UPDATED 12/17/19 2:16 p.m. ET: The White House said it does not consider the 1915 mass killings of Armenians as genocide, BBC reports.
"The position of the administration has not changed," State Department spokeswoman Morgan Ortagus said in a statement on Tuesday. "Our views are reflected in the president's definitive statement on this issue from last April."
See original story below.
Thursday, the Senate passed a resolution recognizing the Armenian genocide in Turkey.
The move, which formally acknowledges the genocide despite objections and blocking efforts from Trump's team, marks an end to what Democratic Senator Bob Menendez said from the floor on Thursday was a national "non-response" to the "horrors" in the region.
"We have just passed the Armenian genocide resolution ... and it is fitting and appropriate that the Senate stands on the right side of history in doing so," Menendez said, perThe Hill. "It commemorates the truth of the Armenian genocide."
The resolution previously passed the House with a 405-11 vote.
In November, Republican Senator Lindsey Graham confirmed to Axios that he had previously been instructed by the White House to block the resolution.
"I said sure," Graham said at the time. "The only reason I did it is because he [Turkish President Recep Tayyip Erdoğan] was still in town. ... That would've been poor timing. I'm trying to salvage the relationship if possible."

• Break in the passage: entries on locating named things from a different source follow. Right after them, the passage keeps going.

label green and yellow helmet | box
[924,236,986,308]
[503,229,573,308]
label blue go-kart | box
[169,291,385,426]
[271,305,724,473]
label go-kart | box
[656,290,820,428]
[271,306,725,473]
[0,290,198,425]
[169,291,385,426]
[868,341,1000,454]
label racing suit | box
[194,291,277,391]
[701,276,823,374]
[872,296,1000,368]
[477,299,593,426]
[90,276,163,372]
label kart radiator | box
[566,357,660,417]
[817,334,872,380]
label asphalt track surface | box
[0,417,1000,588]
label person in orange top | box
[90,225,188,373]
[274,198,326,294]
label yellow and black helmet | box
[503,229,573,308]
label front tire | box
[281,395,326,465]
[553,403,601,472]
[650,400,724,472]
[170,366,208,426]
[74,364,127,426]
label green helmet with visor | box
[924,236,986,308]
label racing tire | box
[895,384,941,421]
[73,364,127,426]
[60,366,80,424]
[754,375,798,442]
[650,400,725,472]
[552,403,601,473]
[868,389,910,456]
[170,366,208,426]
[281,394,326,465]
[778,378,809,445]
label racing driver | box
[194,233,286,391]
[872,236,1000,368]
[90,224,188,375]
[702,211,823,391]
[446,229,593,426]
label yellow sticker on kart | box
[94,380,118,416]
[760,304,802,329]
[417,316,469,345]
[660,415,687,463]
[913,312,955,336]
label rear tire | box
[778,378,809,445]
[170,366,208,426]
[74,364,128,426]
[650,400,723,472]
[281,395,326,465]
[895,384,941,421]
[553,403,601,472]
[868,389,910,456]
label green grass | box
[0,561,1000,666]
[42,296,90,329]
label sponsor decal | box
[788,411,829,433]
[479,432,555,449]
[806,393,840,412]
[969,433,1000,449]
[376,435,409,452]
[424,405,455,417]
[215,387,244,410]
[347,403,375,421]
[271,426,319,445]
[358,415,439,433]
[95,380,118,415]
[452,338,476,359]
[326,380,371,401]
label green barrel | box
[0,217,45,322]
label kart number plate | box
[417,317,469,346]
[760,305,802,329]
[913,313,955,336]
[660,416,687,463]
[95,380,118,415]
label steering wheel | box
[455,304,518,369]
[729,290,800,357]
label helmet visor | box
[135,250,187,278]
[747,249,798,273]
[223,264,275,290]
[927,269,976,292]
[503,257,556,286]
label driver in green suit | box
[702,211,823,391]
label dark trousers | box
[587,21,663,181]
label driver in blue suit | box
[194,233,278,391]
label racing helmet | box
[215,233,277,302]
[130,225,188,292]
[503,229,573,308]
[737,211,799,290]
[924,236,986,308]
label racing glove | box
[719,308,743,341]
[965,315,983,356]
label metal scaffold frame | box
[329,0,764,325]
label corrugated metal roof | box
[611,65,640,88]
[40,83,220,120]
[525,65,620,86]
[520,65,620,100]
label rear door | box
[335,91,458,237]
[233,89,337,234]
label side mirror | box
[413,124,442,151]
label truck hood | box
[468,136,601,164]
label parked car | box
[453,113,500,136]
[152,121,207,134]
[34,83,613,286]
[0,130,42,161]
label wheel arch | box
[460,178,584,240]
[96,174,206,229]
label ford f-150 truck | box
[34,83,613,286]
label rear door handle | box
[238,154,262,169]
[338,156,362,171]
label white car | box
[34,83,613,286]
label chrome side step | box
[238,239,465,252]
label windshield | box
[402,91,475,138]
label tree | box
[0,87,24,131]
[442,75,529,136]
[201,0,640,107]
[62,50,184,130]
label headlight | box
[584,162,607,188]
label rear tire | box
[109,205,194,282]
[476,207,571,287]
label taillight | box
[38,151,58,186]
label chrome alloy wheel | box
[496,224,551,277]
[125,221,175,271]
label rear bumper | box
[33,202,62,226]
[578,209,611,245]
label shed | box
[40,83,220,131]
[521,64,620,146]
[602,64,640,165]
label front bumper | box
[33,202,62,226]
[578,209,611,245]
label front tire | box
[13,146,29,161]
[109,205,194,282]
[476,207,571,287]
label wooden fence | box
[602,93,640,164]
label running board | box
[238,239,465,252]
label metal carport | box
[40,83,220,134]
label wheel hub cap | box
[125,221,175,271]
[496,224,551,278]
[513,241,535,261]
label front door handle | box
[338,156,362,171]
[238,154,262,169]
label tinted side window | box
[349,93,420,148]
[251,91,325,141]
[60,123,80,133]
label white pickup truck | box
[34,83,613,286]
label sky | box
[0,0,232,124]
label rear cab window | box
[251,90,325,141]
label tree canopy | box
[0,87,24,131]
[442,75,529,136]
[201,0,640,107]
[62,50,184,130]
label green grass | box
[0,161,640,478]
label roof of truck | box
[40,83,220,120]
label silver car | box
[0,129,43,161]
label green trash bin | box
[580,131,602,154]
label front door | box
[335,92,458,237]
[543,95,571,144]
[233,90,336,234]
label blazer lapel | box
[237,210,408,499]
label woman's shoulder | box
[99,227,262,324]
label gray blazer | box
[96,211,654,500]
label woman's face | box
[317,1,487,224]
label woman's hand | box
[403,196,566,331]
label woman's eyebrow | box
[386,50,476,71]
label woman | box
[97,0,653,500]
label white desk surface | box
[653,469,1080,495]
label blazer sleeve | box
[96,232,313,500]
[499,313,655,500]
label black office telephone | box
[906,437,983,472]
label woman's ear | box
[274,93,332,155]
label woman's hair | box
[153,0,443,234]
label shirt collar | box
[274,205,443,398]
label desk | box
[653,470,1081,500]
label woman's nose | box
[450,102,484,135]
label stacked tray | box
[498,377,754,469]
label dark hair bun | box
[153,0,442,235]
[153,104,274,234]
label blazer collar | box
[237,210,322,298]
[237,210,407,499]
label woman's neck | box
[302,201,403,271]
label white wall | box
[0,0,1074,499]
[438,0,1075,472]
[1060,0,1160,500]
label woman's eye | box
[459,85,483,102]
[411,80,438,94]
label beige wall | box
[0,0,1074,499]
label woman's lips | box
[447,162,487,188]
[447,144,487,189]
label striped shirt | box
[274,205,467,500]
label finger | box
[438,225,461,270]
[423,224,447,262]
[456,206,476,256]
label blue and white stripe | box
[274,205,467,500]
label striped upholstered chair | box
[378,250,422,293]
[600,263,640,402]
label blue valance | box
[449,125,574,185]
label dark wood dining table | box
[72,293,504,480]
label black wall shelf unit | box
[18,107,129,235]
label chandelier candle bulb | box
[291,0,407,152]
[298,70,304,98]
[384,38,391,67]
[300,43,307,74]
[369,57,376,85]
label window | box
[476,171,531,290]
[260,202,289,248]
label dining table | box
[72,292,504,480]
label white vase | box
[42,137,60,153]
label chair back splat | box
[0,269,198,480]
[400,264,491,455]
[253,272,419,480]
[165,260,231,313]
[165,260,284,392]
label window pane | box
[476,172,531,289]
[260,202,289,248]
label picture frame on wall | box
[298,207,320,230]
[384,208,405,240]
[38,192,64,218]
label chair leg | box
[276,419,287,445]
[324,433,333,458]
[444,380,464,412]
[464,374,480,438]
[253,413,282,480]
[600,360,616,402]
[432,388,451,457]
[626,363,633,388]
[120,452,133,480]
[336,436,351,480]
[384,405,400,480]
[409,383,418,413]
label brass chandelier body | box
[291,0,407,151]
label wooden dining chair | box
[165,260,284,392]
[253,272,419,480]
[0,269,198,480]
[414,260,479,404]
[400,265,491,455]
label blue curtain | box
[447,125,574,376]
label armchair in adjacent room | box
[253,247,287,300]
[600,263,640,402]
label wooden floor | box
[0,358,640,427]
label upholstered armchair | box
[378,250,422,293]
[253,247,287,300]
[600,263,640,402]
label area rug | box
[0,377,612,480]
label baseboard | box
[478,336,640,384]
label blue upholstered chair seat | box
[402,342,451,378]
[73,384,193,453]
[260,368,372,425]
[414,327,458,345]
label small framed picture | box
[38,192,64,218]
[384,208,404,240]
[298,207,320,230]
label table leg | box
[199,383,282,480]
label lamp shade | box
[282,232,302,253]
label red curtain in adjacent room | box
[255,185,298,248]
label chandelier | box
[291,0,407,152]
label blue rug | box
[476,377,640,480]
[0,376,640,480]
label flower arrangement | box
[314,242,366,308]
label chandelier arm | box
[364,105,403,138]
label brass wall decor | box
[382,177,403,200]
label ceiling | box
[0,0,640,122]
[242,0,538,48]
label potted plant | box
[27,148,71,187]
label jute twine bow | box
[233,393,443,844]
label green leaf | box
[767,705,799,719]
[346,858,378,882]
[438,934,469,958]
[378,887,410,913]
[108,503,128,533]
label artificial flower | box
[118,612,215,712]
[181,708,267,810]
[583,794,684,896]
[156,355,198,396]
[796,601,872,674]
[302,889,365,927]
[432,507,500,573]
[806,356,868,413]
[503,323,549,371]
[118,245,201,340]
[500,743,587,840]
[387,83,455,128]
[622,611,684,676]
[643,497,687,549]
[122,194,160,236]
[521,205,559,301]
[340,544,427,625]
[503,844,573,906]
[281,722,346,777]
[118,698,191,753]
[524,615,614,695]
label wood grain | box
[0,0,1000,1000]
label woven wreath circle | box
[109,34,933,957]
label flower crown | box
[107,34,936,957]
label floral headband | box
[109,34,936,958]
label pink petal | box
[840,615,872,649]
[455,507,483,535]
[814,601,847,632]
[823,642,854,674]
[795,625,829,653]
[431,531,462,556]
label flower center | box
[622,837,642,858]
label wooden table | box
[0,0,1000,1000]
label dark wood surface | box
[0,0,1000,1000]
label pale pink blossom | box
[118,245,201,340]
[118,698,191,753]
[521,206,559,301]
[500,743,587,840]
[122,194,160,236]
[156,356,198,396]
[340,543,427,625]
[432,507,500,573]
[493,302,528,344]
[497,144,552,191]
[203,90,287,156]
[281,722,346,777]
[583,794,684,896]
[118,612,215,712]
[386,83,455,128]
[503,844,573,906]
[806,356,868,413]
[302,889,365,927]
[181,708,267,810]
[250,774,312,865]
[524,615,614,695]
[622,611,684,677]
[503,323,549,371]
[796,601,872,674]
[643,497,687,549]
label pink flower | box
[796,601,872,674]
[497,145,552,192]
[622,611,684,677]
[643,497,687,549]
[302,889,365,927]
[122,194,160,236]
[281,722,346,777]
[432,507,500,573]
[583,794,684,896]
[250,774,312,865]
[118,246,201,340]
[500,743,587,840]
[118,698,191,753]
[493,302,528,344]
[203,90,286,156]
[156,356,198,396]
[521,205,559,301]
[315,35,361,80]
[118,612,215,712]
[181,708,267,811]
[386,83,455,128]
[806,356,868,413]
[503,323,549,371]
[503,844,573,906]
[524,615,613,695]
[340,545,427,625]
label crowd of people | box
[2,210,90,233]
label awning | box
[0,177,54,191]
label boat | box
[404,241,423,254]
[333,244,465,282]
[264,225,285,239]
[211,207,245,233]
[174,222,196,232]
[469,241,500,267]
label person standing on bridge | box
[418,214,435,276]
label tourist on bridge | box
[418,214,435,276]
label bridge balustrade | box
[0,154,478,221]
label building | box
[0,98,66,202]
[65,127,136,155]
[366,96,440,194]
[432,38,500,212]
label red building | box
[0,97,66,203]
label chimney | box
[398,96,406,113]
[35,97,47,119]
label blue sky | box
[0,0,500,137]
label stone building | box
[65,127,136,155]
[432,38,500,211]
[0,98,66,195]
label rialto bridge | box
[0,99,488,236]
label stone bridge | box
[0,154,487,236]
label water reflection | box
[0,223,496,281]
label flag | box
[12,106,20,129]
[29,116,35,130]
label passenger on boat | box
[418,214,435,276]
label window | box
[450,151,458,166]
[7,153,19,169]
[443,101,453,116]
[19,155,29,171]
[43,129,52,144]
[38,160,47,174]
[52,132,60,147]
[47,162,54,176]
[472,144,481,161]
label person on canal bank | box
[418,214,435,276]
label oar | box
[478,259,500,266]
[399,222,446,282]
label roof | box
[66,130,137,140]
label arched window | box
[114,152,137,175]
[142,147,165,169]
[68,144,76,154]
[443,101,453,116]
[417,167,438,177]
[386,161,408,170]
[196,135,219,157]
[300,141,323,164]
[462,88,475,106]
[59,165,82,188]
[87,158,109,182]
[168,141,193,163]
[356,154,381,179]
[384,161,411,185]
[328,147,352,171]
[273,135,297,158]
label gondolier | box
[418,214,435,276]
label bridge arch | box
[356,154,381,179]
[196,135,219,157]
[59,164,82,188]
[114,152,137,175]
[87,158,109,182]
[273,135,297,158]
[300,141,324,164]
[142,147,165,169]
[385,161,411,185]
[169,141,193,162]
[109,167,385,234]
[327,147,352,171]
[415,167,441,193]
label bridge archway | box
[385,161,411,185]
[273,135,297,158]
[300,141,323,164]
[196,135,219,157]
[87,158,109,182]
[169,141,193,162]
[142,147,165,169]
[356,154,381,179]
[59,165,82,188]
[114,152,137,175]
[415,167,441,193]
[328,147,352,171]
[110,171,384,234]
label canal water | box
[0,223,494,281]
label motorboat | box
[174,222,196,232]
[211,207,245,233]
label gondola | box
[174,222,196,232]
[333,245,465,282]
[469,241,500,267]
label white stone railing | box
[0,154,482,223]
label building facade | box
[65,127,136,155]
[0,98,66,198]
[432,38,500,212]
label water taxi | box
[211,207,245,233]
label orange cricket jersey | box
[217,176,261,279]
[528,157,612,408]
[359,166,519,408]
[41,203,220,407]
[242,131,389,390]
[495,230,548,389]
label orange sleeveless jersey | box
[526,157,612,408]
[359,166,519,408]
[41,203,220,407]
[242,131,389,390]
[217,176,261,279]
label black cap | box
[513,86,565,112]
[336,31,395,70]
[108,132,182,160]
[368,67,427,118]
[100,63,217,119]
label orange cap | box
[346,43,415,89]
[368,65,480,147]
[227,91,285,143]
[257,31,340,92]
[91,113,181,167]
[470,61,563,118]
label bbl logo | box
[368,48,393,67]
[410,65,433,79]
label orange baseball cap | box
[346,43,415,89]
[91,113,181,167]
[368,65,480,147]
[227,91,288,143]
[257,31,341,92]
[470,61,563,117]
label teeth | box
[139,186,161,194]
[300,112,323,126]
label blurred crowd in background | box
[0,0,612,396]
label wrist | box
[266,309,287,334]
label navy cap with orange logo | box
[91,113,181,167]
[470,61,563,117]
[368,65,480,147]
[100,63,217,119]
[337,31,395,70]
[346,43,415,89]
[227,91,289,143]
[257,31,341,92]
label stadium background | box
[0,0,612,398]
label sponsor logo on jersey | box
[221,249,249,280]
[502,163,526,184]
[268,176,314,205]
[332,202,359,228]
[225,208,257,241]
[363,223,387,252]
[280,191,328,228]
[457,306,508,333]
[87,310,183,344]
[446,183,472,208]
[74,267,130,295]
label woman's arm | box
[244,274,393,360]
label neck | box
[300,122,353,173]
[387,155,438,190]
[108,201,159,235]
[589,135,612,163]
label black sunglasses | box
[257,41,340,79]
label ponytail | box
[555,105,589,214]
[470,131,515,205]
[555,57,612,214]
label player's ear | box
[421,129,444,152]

The resolution that passed Thursday is identical to the measure that passed in the House. In a statement, Armenian National Committee of America Executive Director Aram Hamparian said Thursday's move "shines a spotlight" on Trump as he "continues—against all reason—to enforce Erdoğan's veto against honest American remembrance of Turkey's extermination and exile of millions of Christians."